Journey of the Giddings House

by Barbara Rimkunas

This "Historically Speaking" column was published by the Exeter News-Letter on Friday, March 25, 2016.

Of all the houses that have been moved in Exeter, the one that has moved the farthest is the John Giddings house. Erected in the 1750s overlooking the Squamscott River, it now resides in the Henry Ford Museum in Dearborn, Michigan. The story of its journey involves the visions of two industrialists and their nostalgia for New England village life.

Henry Ford was not from New England. Born and raised in Michigan by parents of immigrant stock, he early rejected his father’s hopes that he would take over the family farm. Drawn to the intoxicating world of machines and technology, Ford made his fortune manufacturing automobiles. His groundbreaking use of the moving assembly line allowed cars to be manufactured for the mass market. But even though he was credited with the creation of the modern industrial lifestyle, in his later years he was overcome with sentimentality for the pastoral life he had earlier renounced. He began collecting Americana in an effort to recreate a typical pre-industrial village as a kind of study center. His creation, Greenfield Village, became part of the larger Henry Ford Museum. Dedicated on October 21, 1929 – a week before the big stock market crash that marks the beginning of the Great Depression – the museum was dedicated to the work of Thomas Edison. A bit like Walt Disney’s fabricated “Main Street U.S.A.” Greenfield Village creates a dreamscape of American life on the cusp of modernity. The heroes of Ford’s imagined village are the sturdy independent thinkers – the farmers who accepted innovation, the craftsmen who perfected their ironwork and pottery and glassmaking. Unlike Disney, Ford wanted authenticity and sent agents throughout the country, mainly New England, to purchase examples for his village. Ford was quoted in a promotional article published in the Exeter News-Letter, “The farther one can look back, the farther he can look ahead.”

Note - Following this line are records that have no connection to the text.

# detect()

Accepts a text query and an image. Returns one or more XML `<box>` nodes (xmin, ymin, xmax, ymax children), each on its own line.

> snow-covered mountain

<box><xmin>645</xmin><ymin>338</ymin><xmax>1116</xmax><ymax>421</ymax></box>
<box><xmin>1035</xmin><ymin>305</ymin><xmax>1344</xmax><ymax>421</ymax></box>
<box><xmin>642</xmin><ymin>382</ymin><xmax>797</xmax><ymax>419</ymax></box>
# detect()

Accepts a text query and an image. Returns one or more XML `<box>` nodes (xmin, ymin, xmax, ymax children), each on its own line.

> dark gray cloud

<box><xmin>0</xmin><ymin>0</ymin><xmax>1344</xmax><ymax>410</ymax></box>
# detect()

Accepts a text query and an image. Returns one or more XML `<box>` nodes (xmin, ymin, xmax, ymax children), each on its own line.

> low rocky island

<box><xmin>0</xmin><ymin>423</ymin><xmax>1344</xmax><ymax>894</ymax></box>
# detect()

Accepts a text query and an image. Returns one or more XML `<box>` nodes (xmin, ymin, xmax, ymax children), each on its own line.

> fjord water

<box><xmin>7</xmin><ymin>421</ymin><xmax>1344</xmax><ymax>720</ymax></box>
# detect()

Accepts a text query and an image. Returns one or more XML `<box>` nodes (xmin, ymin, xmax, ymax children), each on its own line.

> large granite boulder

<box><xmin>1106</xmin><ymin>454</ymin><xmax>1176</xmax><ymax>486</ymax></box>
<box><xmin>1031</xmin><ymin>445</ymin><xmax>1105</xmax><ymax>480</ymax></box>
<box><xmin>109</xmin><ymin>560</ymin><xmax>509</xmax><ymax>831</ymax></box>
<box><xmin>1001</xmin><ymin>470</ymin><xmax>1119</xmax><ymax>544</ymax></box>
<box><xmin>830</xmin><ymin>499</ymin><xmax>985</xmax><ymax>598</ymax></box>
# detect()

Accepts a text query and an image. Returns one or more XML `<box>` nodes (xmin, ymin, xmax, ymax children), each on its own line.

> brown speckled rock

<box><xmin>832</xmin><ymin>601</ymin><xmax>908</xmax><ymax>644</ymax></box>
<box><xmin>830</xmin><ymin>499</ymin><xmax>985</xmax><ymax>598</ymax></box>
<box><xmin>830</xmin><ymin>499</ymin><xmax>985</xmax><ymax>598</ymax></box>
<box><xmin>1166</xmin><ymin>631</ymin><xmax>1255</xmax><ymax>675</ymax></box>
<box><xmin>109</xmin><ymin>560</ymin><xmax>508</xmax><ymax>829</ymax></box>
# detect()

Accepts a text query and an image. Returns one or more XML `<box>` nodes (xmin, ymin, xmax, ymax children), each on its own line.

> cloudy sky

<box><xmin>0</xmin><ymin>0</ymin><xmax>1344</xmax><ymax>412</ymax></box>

“An antique village, built around an old New England town common, will contain houses and shops of various periods since colonial days,” continued the article. “Handicraft trades will be perpetuated in them.” What better example of an ‘antique village’ could there be than Exeter, New Hampshire? Ford’s agents arrived as early as 1927 to rummage around for possible exhibits. The Lamson Pottery, which could trace its origins in Exeter back to 1771, sold much of its equipment to the museum. The Exeter Machine Works provided an old steam engine and the Exeter Gas Works sold them an old coal gas machine to demonstrate how the gas for old fashioned gaslights was manufactured.

The largest purchase Ford made in Exeter was locally called the old Batchelder house. Standing at the top of a hill on outer Water Street at the corner of Salem Street, the house didn’t look like much to most Exeter residents. Even the Exeter News-Letter editor John Templeton seemed a bit perplexed, noting: “The Batchelder house on Secretary Hill has been purchased by Henry Ford. It will be carefully taken down and the material shipped to Dearborn, Mich., for rebuilding in the Ford museum village. Exeter has much older houses and others of greater interest, but in this one there is much fine woodwork.” What most Exeter residents missed was that this particular house had more historic value than they assumed. Just the fact that it was located on ‘Secretary Hill’ should have been a clue about its importance. That particular hill is named for Joseph Pearson who served as New Hampshire’s Secretary of State from 1786 – 1804. The house came to him upon his marriage to Dorothy Giddings in 1795. Dorothy’s father, John Giddings built the house sometime in the 1750s and ran a small mercantile business from his wharf below on the Squamscott River. His account book, which reveals transactions primarily through barter, is in the collections of the Exeter Historical Society. Most of his goods were shipped through the West Indies, indirectly bringing textiles from Great Britain and, good lord, an amazing amount of sugar and rum. Had the teetotaling Henry Ford known how much rum came through the warehouse of John Giddings, he may have thought twice about the building as an example of stoic New England.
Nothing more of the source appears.